Automated Facial Recognition: Role, Accuracy, and Limitations

Automated facial recognition uses deep neural networks to generate similarity scores between facial images; understanding how these systems work, where they fail, and how their outputs should be used is essential for any forensic practitioner or court that encounters them.

Last updated: 19 Jun 2026

Automated facial recognition (AFR) systems convert face images into numerical embedding vectors using deep convolutional neural networks, then rank candidates in a reference database by the geometric distance between embeddings. A similarity threshold determines what is reported as a candidate match, but that threshold is a policy decision: lowering it reduces false non-matches while increasing false identifications, and raising it does the reverse. NIST's Face Recognition Vendor Testing programme has shown that top algorithms achieve false match rates below one in a million on high-quality controlled images, but error rates increase substantially on surveillance-quality footage and differ markedly across demographic groups. In forensic practice, AFR output is an investigative lead requiring independent morphological review by a qualified examiner before any identification conclusion is presented to a court.

Automated facial recognition is now deployed in border checkpoints, police intelligence platforms, and retail loss-prevention systems. A deep neural network compares a probe face against a database of millions in seconds, at a scale no human examiner can match. Speed and scale are not the same as accuracy, and accuracy for one demographic group is not accuracy for another. Forensic practitioners and the courts that receive their evidence need to understand what AFR actually does before deciding how much weight to give its output.

The best-known deep-learning architectures for facial recognition, including ArcFace and FaceNet, work by converting a face image into a compact numerical representation (an embedding) and then measuring the geometric distance between embeddings. If two embeddings are close enough, the system reports a probable match. The threshold for what counts as close enough is a policy decision as much as a technical one, and moving it shifts the trade-off between false positives and false negatives. No threshold eliminates both.

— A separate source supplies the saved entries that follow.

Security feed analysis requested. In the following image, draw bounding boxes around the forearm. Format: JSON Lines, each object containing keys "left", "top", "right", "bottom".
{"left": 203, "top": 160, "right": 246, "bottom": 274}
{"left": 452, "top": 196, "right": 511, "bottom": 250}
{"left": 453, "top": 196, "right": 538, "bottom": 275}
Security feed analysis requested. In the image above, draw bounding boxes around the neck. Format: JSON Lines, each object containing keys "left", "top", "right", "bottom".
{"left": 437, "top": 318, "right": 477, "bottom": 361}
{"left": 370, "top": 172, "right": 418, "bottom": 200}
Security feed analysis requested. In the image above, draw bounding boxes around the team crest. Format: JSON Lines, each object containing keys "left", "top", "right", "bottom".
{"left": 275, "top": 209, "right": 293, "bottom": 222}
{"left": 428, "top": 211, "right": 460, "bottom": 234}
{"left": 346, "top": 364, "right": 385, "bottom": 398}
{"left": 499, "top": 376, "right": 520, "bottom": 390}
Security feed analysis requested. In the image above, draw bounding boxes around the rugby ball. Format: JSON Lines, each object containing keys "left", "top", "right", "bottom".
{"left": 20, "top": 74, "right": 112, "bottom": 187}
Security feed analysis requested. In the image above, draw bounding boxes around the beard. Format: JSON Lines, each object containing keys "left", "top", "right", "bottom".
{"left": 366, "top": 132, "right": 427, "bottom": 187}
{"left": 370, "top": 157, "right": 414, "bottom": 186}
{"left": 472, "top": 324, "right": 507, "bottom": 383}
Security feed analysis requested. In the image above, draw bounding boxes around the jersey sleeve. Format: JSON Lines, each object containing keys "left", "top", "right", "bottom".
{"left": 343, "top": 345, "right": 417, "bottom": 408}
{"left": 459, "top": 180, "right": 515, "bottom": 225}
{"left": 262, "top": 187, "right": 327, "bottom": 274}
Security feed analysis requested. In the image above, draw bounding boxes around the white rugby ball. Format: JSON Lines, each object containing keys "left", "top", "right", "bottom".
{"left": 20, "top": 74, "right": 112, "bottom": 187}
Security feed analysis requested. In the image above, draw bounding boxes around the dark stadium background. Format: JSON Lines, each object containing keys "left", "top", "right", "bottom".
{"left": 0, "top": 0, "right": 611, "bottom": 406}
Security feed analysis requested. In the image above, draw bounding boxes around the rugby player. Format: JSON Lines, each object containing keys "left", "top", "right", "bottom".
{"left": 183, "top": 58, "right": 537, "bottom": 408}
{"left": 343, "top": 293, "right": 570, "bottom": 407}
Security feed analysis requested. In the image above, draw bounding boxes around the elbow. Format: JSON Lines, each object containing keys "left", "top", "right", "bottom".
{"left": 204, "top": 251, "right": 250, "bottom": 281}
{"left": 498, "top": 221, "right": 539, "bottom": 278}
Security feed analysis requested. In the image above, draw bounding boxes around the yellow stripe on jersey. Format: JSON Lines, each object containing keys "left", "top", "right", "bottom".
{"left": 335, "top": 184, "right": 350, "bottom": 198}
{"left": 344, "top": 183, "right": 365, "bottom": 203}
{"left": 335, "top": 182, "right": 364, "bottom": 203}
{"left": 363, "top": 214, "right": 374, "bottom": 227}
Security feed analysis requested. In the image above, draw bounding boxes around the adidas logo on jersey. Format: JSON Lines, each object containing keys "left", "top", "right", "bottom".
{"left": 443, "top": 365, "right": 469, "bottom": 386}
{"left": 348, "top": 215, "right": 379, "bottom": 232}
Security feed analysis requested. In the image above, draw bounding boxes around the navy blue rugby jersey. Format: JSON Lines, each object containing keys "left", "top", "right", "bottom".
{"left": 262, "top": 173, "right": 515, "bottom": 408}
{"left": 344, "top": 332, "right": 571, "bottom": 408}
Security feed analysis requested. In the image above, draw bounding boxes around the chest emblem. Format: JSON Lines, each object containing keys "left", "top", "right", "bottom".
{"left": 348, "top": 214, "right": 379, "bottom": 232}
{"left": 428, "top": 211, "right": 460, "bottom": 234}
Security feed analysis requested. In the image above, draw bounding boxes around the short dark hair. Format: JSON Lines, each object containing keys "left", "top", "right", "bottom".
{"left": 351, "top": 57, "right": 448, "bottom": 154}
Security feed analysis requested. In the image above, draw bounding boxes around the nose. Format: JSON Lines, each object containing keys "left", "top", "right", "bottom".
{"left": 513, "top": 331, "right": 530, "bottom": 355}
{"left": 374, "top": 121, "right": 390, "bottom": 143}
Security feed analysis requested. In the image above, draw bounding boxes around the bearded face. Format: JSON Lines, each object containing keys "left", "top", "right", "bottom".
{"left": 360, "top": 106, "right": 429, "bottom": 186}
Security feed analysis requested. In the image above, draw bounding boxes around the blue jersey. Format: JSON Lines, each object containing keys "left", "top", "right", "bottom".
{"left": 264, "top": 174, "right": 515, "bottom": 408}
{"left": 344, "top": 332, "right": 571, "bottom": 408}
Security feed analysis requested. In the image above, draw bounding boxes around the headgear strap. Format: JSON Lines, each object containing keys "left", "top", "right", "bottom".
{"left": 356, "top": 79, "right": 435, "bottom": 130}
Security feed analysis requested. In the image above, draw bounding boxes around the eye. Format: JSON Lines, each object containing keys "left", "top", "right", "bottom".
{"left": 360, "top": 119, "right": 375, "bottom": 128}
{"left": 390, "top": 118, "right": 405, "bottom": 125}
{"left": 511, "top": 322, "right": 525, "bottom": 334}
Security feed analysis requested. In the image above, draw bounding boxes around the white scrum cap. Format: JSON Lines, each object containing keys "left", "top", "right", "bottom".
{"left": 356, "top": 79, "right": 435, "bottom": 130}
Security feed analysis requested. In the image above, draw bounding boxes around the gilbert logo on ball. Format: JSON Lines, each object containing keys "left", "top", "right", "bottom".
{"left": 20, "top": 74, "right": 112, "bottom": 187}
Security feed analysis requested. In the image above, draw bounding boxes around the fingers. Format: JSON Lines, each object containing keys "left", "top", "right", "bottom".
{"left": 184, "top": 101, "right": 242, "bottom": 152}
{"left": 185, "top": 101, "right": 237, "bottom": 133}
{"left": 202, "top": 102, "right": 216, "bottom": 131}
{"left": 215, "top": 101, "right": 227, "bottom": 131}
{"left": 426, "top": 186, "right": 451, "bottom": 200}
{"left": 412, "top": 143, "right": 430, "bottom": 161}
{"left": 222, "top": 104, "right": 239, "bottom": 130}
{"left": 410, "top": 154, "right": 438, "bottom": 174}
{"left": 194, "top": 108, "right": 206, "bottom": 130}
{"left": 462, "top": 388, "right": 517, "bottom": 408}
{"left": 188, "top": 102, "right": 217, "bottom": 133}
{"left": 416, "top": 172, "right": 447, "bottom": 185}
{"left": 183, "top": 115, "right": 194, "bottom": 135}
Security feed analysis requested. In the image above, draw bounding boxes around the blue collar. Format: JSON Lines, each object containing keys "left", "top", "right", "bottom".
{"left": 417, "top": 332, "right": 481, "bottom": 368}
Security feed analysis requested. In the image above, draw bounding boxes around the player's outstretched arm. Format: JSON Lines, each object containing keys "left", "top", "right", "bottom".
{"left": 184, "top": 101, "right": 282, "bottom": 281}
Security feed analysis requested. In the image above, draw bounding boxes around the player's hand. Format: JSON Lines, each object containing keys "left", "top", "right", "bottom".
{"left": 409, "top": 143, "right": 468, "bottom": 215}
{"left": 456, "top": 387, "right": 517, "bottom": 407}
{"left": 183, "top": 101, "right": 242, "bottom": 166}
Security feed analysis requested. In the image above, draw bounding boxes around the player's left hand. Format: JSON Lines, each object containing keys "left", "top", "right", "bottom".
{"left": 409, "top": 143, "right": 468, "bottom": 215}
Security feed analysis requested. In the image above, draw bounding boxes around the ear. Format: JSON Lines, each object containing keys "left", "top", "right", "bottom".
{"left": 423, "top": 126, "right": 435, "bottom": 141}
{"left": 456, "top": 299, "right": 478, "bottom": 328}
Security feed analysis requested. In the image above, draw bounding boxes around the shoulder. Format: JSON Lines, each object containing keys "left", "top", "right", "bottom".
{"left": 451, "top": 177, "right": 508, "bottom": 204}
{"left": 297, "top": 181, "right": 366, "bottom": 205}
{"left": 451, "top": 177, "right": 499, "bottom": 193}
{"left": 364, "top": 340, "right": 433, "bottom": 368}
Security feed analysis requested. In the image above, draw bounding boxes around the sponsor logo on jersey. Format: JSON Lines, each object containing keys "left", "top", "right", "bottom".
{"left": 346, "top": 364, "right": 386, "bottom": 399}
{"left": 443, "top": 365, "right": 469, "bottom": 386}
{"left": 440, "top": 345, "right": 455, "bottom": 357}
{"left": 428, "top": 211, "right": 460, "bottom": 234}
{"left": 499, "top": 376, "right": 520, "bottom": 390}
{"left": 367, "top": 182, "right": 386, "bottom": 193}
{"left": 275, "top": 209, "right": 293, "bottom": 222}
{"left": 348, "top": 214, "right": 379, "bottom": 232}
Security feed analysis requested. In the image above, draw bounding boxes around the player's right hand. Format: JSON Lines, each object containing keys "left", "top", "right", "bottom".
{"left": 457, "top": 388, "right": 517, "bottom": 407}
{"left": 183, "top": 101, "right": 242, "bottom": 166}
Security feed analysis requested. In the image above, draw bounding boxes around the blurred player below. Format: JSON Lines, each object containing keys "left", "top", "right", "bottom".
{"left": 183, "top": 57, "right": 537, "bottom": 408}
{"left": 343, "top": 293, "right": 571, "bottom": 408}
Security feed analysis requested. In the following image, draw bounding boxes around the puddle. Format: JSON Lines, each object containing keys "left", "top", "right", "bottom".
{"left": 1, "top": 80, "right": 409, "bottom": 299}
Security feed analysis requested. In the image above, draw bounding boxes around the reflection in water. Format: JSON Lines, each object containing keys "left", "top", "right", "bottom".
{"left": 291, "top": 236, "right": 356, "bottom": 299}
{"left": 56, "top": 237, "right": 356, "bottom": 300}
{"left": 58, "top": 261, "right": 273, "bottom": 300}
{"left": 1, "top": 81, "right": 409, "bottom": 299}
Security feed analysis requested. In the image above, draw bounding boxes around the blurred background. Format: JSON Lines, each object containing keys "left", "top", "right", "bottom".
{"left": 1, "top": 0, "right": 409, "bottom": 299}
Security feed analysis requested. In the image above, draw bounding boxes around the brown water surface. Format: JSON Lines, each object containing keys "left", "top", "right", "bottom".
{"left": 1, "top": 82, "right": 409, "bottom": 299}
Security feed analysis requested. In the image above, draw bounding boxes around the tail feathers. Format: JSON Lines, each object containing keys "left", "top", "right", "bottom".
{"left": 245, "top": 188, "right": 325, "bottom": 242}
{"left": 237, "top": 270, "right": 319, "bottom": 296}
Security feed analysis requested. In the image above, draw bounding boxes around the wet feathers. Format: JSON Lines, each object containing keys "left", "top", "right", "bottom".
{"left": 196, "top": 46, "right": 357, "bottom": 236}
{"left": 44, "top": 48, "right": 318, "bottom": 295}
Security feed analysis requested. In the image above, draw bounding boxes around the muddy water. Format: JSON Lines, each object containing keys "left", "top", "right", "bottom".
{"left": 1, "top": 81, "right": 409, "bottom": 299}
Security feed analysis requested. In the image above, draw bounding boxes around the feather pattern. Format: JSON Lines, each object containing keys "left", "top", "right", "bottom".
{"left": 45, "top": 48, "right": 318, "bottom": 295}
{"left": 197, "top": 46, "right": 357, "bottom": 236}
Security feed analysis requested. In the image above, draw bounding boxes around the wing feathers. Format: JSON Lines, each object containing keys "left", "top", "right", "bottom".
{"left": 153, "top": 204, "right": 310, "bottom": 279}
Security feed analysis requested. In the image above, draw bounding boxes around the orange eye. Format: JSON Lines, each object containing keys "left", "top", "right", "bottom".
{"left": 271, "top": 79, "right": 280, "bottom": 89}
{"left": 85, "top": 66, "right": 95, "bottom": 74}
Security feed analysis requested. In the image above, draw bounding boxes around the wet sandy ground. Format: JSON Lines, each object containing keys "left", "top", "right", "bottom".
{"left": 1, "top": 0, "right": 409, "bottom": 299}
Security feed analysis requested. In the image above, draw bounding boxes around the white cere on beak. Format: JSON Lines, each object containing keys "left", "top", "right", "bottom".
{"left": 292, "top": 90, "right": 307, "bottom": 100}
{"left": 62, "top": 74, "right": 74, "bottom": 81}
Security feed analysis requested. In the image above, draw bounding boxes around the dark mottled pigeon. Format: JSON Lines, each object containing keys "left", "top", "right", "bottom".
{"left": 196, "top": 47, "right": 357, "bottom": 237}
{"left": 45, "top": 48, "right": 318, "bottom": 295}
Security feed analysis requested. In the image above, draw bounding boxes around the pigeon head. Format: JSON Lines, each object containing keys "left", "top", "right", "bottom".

This topic covers three things: how the core technology works at a level that a forensic practitioner needs to understand; what NIST's extensive benchmark testing reveals about where current systems succeed and where they fail; and how the legal and regulatory frameworks in the UK, EU, and elsewhere are beginning to catch up with the technology. The tension between the investigative utility of AFR and its risks as courtroom evidence is unresolved, and current legal and technical standards will shape how criminal justice systems handle it for years to come.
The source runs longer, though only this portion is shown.